Но наши солдаты еще воюют, они истекают кровью на фронтах, мерзнут в Румынии и Прибалтике, стоят насмерть на полях Украины и в лесах Белоруссии! И вы бьете им в спину? Вы плюете на то, что ваши соотечественники гибнут, оберегая вас, храня от германцев и турок, вам все равно, что сотни их гибнут, не получая винтовок и патронов с заводов, которые вы покинули! Вы плюете на то, что тысячи наших солдат попадают в плен, преданные теми людьми, которых вы хотите освободить из тюрем! Вы плюете на то, что идете за людьми, которые призывают к концу этой войны и началу новой со своим же народом! За мир без аннексий и контрибуций?! Но за что вы тогда сражались, за что бились эти годы, за что гибли ваши братья, дети, отцы, друзья? Ради чего вы работали на пределе своих сил?! За победу! За свободу нашей страны от ига германца и турка! За свободу братских народов и шаги: вздохнуть свободно, не оглядываясь на голодного до вашего хлеба и ваших жизней соседа! Вы дрались за землю и волю! И теперь — вы от нее откажетесь? Откажетесь от тех трудов, от пота и крови, пролитых вами за прошедшие годы? Откажетесь от погибших родственников? Откажетесь от свободы? От своей земли? От своей веры? От уверенности в завтрашнем дне? От заветов отцов и дедов? Ради чего?!
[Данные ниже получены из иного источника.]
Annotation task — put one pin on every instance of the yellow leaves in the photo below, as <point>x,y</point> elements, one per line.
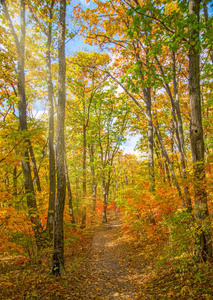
<point>171,6</point>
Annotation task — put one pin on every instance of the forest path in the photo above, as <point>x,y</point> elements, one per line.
<point>106,274</point>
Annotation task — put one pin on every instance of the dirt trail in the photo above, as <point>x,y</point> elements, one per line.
<point>105,274</point>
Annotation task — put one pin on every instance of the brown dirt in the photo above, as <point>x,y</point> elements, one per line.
<point>106,275</point>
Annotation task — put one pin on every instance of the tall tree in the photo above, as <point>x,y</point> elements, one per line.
<point>22,106</point>
<point>58,252</point>
<point>203,247</point>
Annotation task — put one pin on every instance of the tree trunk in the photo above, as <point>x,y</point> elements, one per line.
<point>52,173</point>
<point>94,184</point>
<point>35,169</point>
<point>69,193</point>
<point>58,252</point>
<point>147,96</point>
<point>203,241</point>
<point>22,106</point>
<point>105,201</point>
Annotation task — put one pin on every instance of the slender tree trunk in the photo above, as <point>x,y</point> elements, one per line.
<point>147,96</point>
<point>35,169</point>
<point>105,200</point>
<point>94,184</point>
<point>69,193</point>
<point>205,9</point>
<point>203,241</point>
<point>52,173</point>
<point>22,106</point>
<point>180,136</point>
<point>15,181</point>
<point>83,221</point>
<point>58,252</point>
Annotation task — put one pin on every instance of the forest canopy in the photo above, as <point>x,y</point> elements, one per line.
<point>66,115</point>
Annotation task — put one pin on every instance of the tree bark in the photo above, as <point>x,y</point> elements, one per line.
<point>35,169</point>
<point>52,172</point>
<point>69,192</point>
<point>22,106</point>
<point>58,252</point>
<point>203,241</point>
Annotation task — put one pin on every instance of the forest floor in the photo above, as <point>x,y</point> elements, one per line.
<point>104,265</point>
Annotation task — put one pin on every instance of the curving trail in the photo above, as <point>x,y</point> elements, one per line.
<point>105,274</point>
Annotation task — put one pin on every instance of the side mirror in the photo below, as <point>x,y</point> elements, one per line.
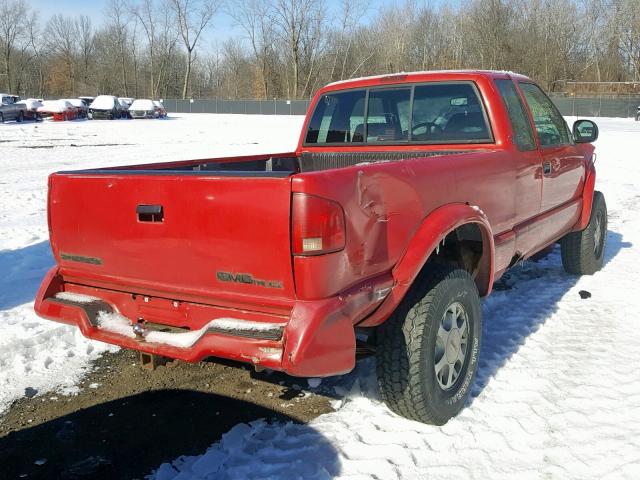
<point>585,131</point>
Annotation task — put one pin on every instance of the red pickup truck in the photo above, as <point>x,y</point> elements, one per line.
<point>407,197</point>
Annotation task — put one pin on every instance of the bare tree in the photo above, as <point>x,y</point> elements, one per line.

Русские люди, петроградцы всех, кто вернется в свои дома и на свои заводы, всех, кто прекратит бить в спину солдатам своей страны, бить в спину соотечественникам, что вот-вот подарят величайшую победу своей стране, каждому ее жителю, всех таких простят, обо всех их выступлениях забудут!

Люди, я обещаю, что скоро мы все сможем вздохнуть свободно, что вот-вот еда и тепло вернутся в город! Я клянусь Господом нашим, что все изменится, что будут земля и воля, работа и тепло, вера и надежда! Только — прекратите бить в спину своим же собратьям! Прекратите волноваться, возвращайтесь на работу и в свои дома!»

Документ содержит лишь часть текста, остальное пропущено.